Et dans le droit européen ? 

Le 30 mars dernier, dans un rapport sur la révision d’une directive sur la criminalité environnementale, le Parlement européen a réclamé aux Etats membres la reconnaissance et la condamnation des atteintes les plus graves commis contre l’environnement, les écocides. Le préambule du rapport dispose que "lorsqu’un délit environnemental cause des dommages graves et étendus ou durables ou irréversibles à la qualité de l’air, à la qualité du sol ou à la qualité de l’eau, ou à la biodiversité, aux services et fonctions des écosystèmes, aux animaux ou aux plantes, il devrait être considéré comme un crime d’une gravité particulière, et sanctionné comme tel conformément aux systèmes juridiques des Etats membres, couvrant l’écocide, pour lequel les Nations unies travaillent actuellement à l’élaboration d’une définition internationale officielle." Une première victoire pour les associations.  
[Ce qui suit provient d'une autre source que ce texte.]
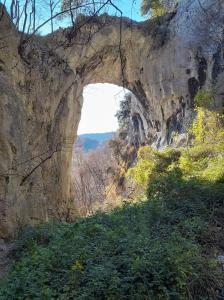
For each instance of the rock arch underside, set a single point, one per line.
(163, 62)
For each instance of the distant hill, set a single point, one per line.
(92, 141)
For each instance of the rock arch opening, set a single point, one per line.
(109, 117)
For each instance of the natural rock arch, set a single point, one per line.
(41, 97)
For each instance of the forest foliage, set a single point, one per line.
(163, 247)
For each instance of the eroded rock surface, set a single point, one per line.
(163, 62)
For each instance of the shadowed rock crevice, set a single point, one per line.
(41, 97)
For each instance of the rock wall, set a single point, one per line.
(163, 62)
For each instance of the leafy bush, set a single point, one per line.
(162, 248)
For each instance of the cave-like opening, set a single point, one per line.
(110, 114)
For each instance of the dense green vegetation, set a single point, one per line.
(163, 247)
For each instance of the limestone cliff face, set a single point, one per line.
(163, 62)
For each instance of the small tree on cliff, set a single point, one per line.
(156, 8)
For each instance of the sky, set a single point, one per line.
(101, 102)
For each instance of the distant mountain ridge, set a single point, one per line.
(92, 141)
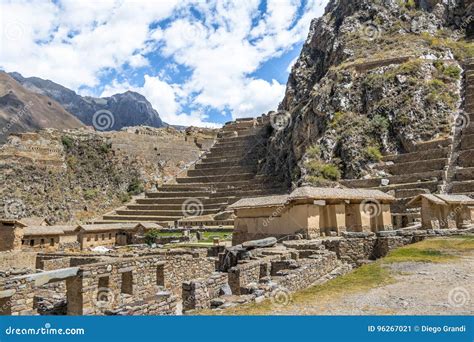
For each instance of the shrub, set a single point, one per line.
(373, 153)
(67, 141)
(125, 197)
(135, 187)
(323, 170)
(313, 152)
(90, 194)
(151, 236)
"Il s'agit d'une avancée importante car pour la première fois, le Parlement européen se positionne en faveur de la reconnaissance de l'écocide et requiert que ce crime d'une particulière gravité soit sanctionné comme tel conformément aux systèmes juridiques des Etats membres. Cette victoire d'étape marque l'aboutissement d'années de plaidoyer de la part de la société civile pour reconnaître le crime d'écocide", lance Marine Yzquierdo.

Dans un communiqué de presse, Notre Affaire à tous indique que "si la position du Parlement européen était retenue en trilogue, cela pourrait faciliter ensuite la reconnaissance de l’écocide au niveau international.” Les Etats de l’Union européenne représentent 40 % des Etats parties à la Cour pénale internationale.